Kesenian Bantengan merupakan bentuk seni pertunjukan tradisional yang menggabungkan unsur tari, musik, dan ritual spiritual dengan menggunakan simbol banteng sebagai elemen utamanya. Seni ini mencerminkan nilai-nilai keberanian, kekuatan, dan kearifan lokal yang diwariskan secara turun-temurun di masyarakat. Kesenian Bantengan sering dimainkan oleh sekelompok penari yang mengenakan kostum berbentuk kepala dan tubuh banteng. Dalam beberapa kesempatan unsur spiritualitas juga menjadi bagian penting, karena penari terkadang memasuki kondisi trance (kesurupan) yang menambah kekhasan pertunjukan ini. Pertunjukan ini diiringi oleh alat musik tradisional seperti gamelan atau kendang, sehingga menciptakan suasana energik dan khas.
Tampilan Bantengan yang digelar di Desa Pesanggrahan ini tidak hanya menjadi hiburan semata, tetapi juga menjadi upaya pelestarian kesenian tradisional Bantengan yang semakin jarang ditemui di tengah era modernisasi ini. Banteng Putra Ganesa berasal dari Desa Kajang Mojorejo, di Kecamatan Junrejo, Kota Batu. Banteng Putra Ganesa merupakan salah satu banteng kreasi.
Pada Banteng Putra Ganesa terdapat beberapa tampilan dari Bujang Ganong, Banteng, Macan, dan juga monyet. Keunikan Pada Banteng Putra Banesa ini yakni adanya tampilan dari Bujang Ganong karena pada bantengan biasanya tidak menggunakan bujang ganong, Kehadiran Bujang Ganong dalam pertunjukan Bantengan Putra Ganesha memberikan dimensi baru yang lebih dramatis dan menghibur, sekaligus menjadi simbol keseimbangan antara kekuatan dan keanggunan. Sehingga banyak masyarakat yang ingin melihat tampilan tersebut.

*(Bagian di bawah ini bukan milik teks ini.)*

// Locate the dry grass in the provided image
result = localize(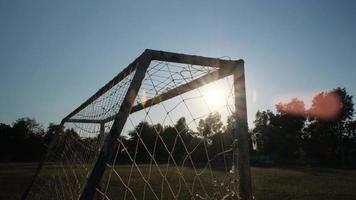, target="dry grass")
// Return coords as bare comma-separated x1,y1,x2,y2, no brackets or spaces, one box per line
0,164,356,200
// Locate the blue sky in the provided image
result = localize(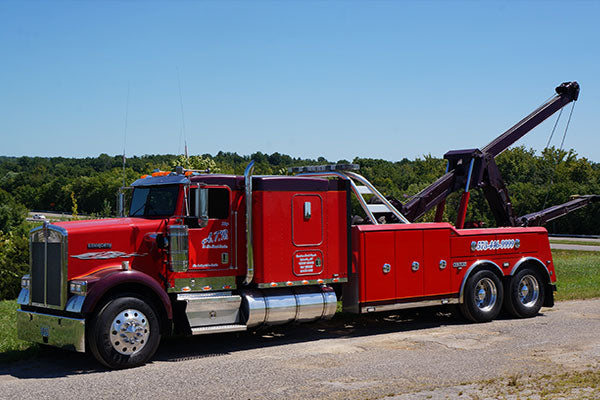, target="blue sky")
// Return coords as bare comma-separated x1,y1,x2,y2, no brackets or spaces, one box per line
0,1,600,162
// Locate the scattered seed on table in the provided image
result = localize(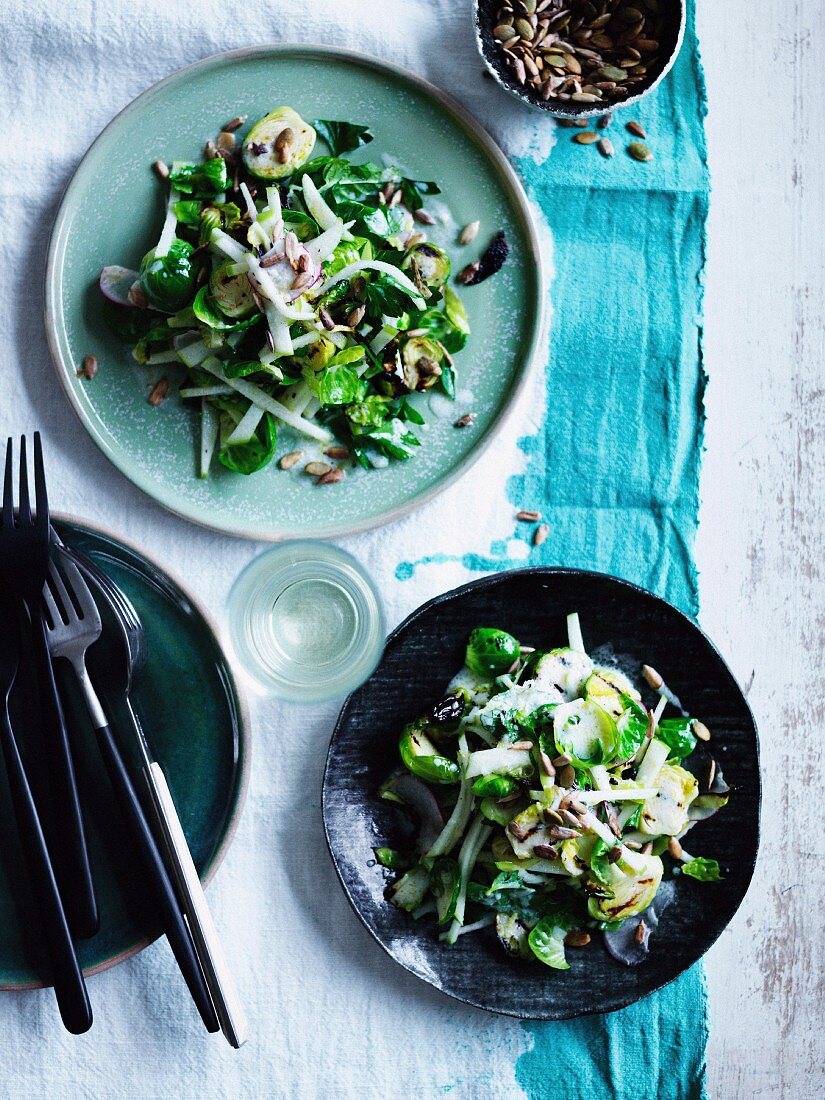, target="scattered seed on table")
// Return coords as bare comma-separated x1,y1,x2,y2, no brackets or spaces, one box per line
149,378,169,408
304,462,332,477
627,141,653,164
77,355,100,382
693,718,711,741
316,466,344,485
641,664,664,691
459,221,481,244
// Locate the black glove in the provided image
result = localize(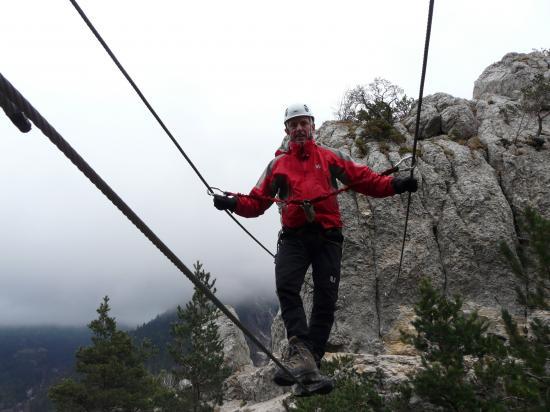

Bantengan ini juga melakukan ritual sebelum memulai acara dengan memberikan suguhan sesaji untuk leluhur. Ritual sesaji yang dilakukan sebelum pertunjukan merupakan bentuk penghormatan kepada leluhur dan para dewa, memohon keselamatan dan kelancaran acara.
Pada tampilan Banteng Putra Ganesa ini tidak menggunakan alat musik tradisional secara langsung, melainkan menggunakan rekaman mp3 sehingga dirasa kurang maksimal. Penggunaan rekaman mp3 memungkinkan pertunjukan bantengan menjadi lebih fleksibel dan mudah disesuaikan dengan berbagai kondisi. Bantengan ini juga memiliki pola langkah yang abstrak, pola langkah abstrak yang unik ini memungkinkan para penari untuk mengekspresikan emosi dan energi secara bebas, menciptakan pertunjukan yang penuh dinamika dan tak terduga.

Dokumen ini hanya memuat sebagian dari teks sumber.